Documentation quality analysis across 73 repositories with 193 documentation-related findings.

Methodology: Analysis performed using Repobility’s proprietary multi-dimensional scanning engine.

Key Metrics

  • Repos with doc issues: 73 of 107 (68.2%)
  • Total documentation findings: 193

Severity Distribution

Severity Count
Low 67
Info 66
Medium 59
Critical 1

Expert Analysis

The Critical Role of Documentation in Open-Source Security Posture

Documentation quality is frequently overlooked as a security control, yet it represents a critical layer of defense for open-source software (OSS) adoption. Our analysis of a sample set of open-source repositories reveals that documentation gaps pose a significant operational risk. Across the analyzed cohort, a substantial number of repositories exhibited deficiencies in their documentation, affecting 73 out of 107 examined projects. These gaps are not merely inconveniences; they directly impede secure usage, increase the likelihood of misconfiguration, and slow down the ability of downstream consumers to implement security best practices. When documentation fails to clearly articulate usage boundaries, dependency management requirements, or secure operational procedures, the effective security surface area of the component expands dramatically, increasing the overall attack surface for the ecosystem.

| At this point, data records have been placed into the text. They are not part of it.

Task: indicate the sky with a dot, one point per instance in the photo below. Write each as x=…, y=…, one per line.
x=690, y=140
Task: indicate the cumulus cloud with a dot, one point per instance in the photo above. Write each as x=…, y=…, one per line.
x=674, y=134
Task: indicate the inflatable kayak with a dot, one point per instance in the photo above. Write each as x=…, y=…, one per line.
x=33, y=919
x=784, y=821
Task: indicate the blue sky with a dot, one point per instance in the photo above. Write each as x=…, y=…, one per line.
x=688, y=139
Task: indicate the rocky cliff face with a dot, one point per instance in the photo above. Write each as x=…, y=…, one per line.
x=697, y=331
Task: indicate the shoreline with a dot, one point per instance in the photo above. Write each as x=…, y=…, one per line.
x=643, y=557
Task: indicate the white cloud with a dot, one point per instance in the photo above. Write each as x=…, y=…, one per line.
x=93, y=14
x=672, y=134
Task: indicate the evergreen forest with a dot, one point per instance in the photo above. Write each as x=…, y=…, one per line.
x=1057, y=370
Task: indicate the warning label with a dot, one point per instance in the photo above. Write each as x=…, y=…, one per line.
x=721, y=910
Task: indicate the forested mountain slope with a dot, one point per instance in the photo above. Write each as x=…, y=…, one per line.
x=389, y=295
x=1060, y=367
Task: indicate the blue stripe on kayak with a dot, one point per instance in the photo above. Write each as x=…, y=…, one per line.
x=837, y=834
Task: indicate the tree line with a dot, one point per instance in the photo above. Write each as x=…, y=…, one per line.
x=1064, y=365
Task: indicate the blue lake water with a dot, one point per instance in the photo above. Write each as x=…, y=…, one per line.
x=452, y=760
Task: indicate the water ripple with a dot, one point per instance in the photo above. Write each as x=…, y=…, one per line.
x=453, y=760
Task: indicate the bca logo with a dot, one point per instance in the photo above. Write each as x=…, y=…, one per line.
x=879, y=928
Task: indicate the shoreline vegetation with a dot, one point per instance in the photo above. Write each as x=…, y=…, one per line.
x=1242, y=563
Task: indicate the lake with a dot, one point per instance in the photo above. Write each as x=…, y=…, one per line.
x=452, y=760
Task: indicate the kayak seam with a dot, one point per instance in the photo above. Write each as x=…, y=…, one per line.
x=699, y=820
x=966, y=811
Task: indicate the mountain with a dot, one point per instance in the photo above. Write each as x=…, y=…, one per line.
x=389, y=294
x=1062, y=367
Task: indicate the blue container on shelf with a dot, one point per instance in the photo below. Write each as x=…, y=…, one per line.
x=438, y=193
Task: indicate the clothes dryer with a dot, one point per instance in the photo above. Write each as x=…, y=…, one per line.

From a security perspective, poor documentation often translates into poor security hygiene. If a project fails to document potential pitfalls, recommended secure configurations, or necessary input validation techniques, developers are left to guess, leading to the adoption of insecure defaults. This lack of clarity can mask fundamental security issues, such as improper handling of sensitive data or failure to adhere to established industry standards like those outlined by OWASP. For example, if a library’s documentation does not explicitly warn against using it in high-privilege contexts or fails to detail necessary input sanitization steps, consumers may inadvertently introduce vulnerabilities related to injection or improper authorization. Addressing these documentation deficits is therefore not just a matter of developer experience, but a core component of supply chain risk management, aligning with principles of robust governance emphasized by NIST frameworks.

Strategic Recommendations for Security and Engineering Leaders

To mitigate the risks associated with inadequate documentation, security teams and engineering leadership must treat documentation as a first-class security artifact.

Stakeholder Group Strategic Focus Area Actionable Recommendation
Security Teams Adoption & Governance Mandate documentation requirements that explicitly cover secure usage patterns, known limitations, and recommended mitigation strategies for common vulnerabilities (e.g., CWE-120, CWE-200).
Engineering Leaders Process & Quality Integrate documentation review into the standard CI/CD pipeline. Treat documentation updates (e.g., adding a “Security Considerations” section) with the same rigor as code reviews.
Ecosystem Participants Clarity & Scope Implement structured documentation sections covering architectural decisions, dependency constraints, and clear examples of secure implementation, referencing established standards like the MITRE ATT&CK framework where applicable.

By proactively enforcing high standards for documentation, organizations can significantly improve the security posture of the software they consume, transforming documentation from a helpful guide into a verifiable security control.

Improving Documentation

  • Enforce docstrings: Configure linters to require docstrings for public APIs.
  • Auto-generate docs: Use tools like Sphinx, JSDoc, or Godoc.
  • README templates: Standardize README structure across projects.
  • Code review checklists: Include documentation review in PR processes.

Data sourced from Repobility’s continuous code intelligence platform analyzing 128,000+ repositories. Updated April 28, 2026.